Echanges de 78 tours

À ce jour, la radio publique a accumulé plus d'un million et demi d'objets : des 78 tours, des 33 tours, des 45 tours, des CD, quelque 500 cylindres (ancêtre du vinyle) et d'autres «hors format». Tout ça doit aboutir un jour dans la discothèque numérique centrale (DNC), qui compte aujourd'hui 1,6 million de morceaux dématérialisés, avec leur pochette et les informations qui y sont attachées. Tout se passe dans la tour centrale de la Maison de la radio, à Paris. «On numérise tout ce qui entre, explique Marc Maret, soit 700 nouveaux albums par mois, en plus d'un travail sur les catalogues des grands labels comme Stax ou Barclay. Mais l'objectif n'est pas de numériser leurs références. Avoir toute l'histoire d'EMI dans un serveur mais n'en diffuser que 10%, ce n'est pas notre rôle, nous sommes une discothèque destinée à la diffusion, pas la Bibliothèque nationale de France.» D'ailleurs, quels sont les contacts entre Radio France et la BNF, qui a elle aussi commencé un long processus de numérisation de son fonds sonore ? «On échange des 78 tours numérisés. Mais la fusion n'est pas au programme, nos missions ne sont pas les mêmes. Et puis, faut-il qu'il n'y ait qu'une structure, comme s'il n'y avait plus qu'un seul musée en France?»

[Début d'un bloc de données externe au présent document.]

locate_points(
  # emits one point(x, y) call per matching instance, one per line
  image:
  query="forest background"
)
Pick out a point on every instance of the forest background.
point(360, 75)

Retour au processus de numérisation. A la demande des antennes, Radio France peut également sortir un CD ou un vinyle précis de son stock. «Récemment, le Mouv' nous a demandé de la documentation musicale sur les super-héros, pour une série d'émissions. On a plongé dans les archives pour sortir des titres qui parlent du sujet, ou des albums ayant une pochette qui s'y rapporte.» Ces disques cheminent depuis la CDthèque, située dans la Maison ronde (50000 disques), ou depuis un entrepôt au bord du périphérique nord, qui abrite, depuis 2004, les centaines de milliers de vinyles et 78 tours accumulés depuis plus d'un siècle. C'est une conséquence indirecte des attentats contre le World Trade Center, à New York, le 11 septembre 2001 : après un audit demandé par la préfecture de Paris dans la foulée, la tour de la Maison de la radio a été jugée trop vétuste, et les travaux de rénovation ont chassé une grande partie de la discothèque de Radio France vers l'extérieur.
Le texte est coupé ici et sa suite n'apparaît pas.